Everyone had a total fit when Halo Top announced it was coming to Canada. Hell, even I got excited. I’ve seen so many Instagrammers posting about their low-sugar ice cream treats, and I loved how many dairy-free options there were (of course, I always hope that a company will take the queue from the popularity of dairy-free options and just ditch dairy all together). Unfortunately, when I saw the list of flavours available here, I was super disappointed: non-dairy fails to make it north of the border yet again.
I mean c’mon, we’ve already surrendered most of our Gardein goodness, don’t have access to Ripple’s entire line of amazing dairy-free foods and, of course, we don’t have Trader Joe’s.
But you know what we do have? Our creativity.
I’d be a damn fool if I weren’t planning on taking advantage of this lack of low-sugar, dairy-free ice cream (okay, there are actually quite a few options in Canada still, but let me board this hype train without incident). After all, it’s warming up (right?) and we’re looking for something creamy and sweet (but not too sweet).

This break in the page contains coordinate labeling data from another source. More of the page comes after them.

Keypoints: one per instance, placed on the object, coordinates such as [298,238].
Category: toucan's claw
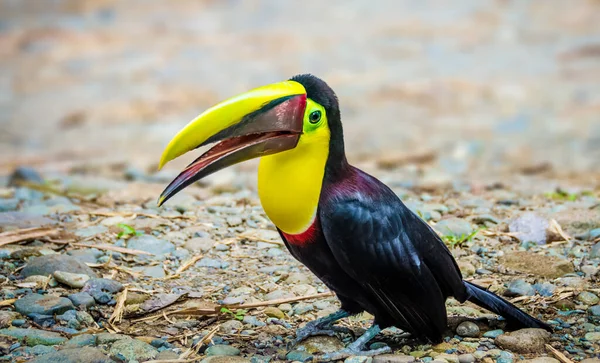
[322,326]
[355,349]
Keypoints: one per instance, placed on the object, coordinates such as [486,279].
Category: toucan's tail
[515,317]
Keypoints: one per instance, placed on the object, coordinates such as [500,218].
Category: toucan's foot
[322,326]
[355,348]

Enter coconut milk and hemp hearts. Yeah, that’s right, hemp hearts. Those grassy little buds actually thicken up any liquid quite well. You might think the taste isn’t ideal for ice cream, but all you have to do is add a little bit of natural sweetness with a liquid sweetener and some rich, creamy tahini. Add a pinch of espresso powder, and well, you’ve got a sweet caramel macchiato flavour on your hands!
I use coconut nectar here, which helps to give the distinctly tart, caramel-like taste. However, maple syrup or agave will do in a pinch.
No churn, no-effort ice cream, makes about 2.5 cups
- Refined sugar-free
- Prep time: <5 minutes, >4 hours to freeze
- One can full-fat coconut milk
- 1/4 cup hemp hearts
- 2 tsp vanilla extract
- 3 tbsp coconut nectar (or liquid sweetener of your choice)
- 3 tbsp tahini
- 1-2 tsp ground espresso
- Pinch of fine-grain sea salt, to taste
Combine all of the ingredients besides the sea salt in a blender and blend on high until perfectly smooth. Portion into ice cube trays (note: try not to use overly large, silicone ice cube trays. The larger cubes are harder to blend, believe it or not)!
Freeze for at least two hours. Once solid, empty the cubes in a food processor and blend again until all of the chunks are gone. Add in a pinch of fine grain sea salt, mid-blend, to bring out the espresso flavour.
You can either serve immediately for a soft-serve texture or scoop into a shallow, freezer-safe container and freeze for an additional two hours, which will give you a more solid ice cream.
That’s it! Why buy ice cream when you can make your own? I don’t know about you, but I had all of this stuff in my kitchen — why don’t you do a sweep of your cupboards and see what you can pull together in terms of sweets?